The idea of manipulating an animal pelt or piece of fur to make it appear to be a live animal and then making it disappear was briefly described in 1634 in a marginal note in The Art of Legerdemain Discovered by Hocus Pocus Junior.

Using coil springs to expand various collapsible objects probably began with J. N. Hofzinser's invention of cloth production balls in the mid-1800s (see Ottokar Fischer's Zauberküneste, 1942, translated into English by Richard Hatch as The Magic of J. N. Hofzinser, 1985, p. 41). A variety of spring production items (fruit, vegetables, etc.) followed. The idea of putting a coil spring into a collapsible imitation rabbit, made of rabbit fur or other material, seems to have originated in the early 1900s. “Spring rabbits”, used as pragmatic substitutes for the live animal, were widely known to magicians by 1928 (see, for example, the mention of spring rabbits in the Jan. 1928 issue of The Sphinx, Vol. 26 No. 11, p. 416).

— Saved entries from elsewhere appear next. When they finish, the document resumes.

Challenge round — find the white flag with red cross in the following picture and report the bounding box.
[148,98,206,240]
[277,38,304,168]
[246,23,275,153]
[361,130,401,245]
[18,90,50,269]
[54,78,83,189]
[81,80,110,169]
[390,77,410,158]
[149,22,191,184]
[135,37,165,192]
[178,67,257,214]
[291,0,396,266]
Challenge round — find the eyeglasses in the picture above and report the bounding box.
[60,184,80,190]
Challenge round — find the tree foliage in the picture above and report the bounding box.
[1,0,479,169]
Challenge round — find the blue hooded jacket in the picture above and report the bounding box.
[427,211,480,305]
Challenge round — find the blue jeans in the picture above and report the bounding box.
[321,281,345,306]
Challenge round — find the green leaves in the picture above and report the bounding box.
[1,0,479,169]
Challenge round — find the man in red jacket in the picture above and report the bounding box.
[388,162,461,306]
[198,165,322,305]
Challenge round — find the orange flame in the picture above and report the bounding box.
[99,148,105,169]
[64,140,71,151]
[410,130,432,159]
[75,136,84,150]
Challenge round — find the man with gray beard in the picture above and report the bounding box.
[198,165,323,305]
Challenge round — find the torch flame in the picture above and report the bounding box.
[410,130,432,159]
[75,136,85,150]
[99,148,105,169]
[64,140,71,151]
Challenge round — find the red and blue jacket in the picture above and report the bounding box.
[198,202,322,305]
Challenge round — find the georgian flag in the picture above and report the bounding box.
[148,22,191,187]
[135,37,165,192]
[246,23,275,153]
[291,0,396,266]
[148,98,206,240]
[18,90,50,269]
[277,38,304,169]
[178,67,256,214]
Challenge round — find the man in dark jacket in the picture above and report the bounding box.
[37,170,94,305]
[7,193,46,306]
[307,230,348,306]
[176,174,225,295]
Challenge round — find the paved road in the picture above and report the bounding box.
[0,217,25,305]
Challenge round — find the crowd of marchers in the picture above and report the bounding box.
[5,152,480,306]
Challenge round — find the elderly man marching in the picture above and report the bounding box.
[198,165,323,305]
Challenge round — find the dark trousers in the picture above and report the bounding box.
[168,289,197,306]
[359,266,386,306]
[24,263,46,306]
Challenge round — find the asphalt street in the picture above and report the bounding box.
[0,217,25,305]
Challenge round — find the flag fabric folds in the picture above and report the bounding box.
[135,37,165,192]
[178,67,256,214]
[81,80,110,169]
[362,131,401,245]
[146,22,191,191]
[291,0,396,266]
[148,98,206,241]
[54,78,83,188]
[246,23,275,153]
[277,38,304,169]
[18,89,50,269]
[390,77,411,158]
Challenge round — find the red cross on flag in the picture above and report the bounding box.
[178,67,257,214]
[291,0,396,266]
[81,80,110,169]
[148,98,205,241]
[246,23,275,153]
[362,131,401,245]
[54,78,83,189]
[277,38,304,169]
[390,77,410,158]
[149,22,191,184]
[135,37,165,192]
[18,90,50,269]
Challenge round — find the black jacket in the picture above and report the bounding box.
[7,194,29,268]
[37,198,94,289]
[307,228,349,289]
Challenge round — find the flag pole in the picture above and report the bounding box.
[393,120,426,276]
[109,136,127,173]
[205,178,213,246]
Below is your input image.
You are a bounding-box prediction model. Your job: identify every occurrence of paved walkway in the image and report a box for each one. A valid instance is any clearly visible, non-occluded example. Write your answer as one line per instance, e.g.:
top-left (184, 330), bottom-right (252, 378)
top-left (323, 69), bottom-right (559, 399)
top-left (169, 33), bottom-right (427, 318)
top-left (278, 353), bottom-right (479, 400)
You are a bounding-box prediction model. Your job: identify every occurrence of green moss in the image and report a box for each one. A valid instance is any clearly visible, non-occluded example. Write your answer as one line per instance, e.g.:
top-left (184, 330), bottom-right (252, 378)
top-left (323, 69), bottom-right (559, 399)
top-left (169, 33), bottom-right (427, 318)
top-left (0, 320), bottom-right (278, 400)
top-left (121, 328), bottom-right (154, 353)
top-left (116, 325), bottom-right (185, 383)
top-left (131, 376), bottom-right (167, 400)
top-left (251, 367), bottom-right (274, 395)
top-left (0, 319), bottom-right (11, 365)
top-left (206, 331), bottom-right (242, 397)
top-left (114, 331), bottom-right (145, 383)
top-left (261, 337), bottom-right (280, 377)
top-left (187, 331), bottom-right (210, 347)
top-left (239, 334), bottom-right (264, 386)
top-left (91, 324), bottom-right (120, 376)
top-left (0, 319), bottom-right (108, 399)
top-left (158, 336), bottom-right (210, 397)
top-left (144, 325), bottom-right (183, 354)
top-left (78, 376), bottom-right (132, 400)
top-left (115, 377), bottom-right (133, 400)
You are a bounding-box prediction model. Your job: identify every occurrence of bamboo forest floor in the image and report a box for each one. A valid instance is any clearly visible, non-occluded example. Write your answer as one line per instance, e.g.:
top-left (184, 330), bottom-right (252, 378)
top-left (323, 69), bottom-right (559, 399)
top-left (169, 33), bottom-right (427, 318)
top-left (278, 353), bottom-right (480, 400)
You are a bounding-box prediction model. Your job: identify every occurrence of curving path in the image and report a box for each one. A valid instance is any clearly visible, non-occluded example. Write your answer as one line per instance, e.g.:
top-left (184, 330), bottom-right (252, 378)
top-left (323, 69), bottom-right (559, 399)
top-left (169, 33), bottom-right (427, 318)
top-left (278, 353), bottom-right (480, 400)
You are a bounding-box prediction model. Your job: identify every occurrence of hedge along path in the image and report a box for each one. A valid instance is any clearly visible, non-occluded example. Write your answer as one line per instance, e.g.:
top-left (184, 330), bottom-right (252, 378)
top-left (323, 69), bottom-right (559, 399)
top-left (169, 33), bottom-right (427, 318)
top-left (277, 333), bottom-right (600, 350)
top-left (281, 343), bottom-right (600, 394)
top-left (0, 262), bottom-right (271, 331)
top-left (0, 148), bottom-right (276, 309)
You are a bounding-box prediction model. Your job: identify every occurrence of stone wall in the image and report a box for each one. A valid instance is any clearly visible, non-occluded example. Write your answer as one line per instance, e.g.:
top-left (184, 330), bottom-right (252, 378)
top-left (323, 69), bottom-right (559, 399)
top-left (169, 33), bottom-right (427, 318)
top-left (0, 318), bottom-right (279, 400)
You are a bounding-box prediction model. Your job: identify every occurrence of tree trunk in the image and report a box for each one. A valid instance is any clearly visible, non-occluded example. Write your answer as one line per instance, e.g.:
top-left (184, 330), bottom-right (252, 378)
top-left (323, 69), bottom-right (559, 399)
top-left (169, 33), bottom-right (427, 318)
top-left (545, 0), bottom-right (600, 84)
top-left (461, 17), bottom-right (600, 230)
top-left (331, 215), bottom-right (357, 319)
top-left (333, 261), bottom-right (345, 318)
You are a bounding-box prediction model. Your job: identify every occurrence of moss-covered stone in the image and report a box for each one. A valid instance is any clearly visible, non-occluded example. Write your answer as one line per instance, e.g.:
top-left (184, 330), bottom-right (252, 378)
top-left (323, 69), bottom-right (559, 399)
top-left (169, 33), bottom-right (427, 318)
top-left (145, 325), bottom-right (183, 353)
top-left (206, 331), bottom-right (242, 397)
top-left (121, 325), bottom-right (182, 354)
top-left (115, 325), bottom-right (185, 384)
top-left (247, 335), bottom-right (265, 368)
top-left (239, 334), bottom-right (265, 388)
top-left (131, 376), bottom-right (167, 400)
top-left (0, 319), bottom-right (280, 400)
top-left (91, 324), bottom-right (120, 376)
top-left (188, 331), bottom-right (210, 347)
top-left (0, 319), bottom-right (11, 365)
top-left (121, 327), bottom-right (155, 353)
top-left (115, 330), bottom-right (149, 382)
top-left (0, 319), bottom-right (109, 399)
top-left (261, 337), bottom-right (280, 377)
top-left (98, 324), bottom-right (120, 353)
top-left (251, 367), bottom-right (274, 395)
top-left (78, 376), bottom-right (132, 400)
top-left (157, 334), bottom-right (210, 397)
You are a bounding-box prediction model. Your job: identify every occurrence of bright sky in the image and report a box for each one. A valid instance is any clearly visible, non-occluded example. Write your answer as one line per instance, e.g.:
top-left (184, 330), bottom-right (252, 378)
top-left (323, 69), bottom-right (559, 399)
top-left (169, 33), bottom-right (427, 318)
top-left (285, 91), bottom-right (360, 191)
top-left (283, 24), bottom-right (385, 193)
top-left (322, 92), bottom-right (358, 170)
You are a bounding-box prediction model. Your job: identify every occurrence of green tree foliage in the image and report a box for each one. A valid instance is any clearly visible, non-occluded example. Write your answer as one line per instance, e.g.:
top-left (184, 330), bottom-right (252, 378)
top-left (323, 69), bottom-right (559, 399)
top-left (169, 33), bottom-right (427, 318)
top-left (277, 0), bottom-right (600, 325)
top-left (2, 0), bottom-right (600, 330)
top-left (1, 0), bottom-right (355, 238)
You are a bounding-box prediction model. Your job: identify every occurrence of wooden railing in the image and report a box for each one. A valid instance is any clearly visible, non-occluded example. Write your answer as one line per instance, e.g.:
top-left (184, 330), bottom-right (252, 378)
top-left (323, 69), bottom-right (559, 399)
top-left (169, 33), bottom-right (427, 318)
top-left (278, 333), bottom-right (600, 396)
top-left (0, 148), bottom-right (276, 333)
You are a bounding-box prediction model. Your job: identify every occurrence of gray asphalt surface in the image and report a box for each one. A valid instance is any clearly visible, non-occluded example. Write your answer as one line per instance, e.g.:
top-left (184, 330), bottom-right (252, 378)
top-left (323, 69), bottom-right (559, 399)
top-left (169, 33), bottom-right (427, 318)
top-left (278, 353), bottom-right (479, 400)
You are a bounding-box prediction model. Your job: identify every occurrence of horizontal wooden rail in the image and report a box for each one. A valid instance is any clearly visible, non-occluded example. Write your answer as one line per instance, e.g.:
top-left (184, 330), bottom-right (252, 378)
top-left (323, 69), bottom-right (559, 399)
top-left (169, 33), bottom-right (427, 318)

The next spring production animal to gain wide popularity was a skunk, first released c. 1938 by the Ireland Magic Company.

The spring production racoon was a late comer, put on the map by Jeff Justice c. 1980-1981, whose seminal “Rocky Racoon” routine became the model from which many others were built (see The New Tops, Vol. 22 No. 7, Jul. 1982, p. 18; and Genii, Vol. 51 No. 10, Apr. 1988, p. 579). The production feature of the spring animal is rarely used in “Rocky Racoon” routines. Instead, the coil spring is exploited to amplify the animation of the figure.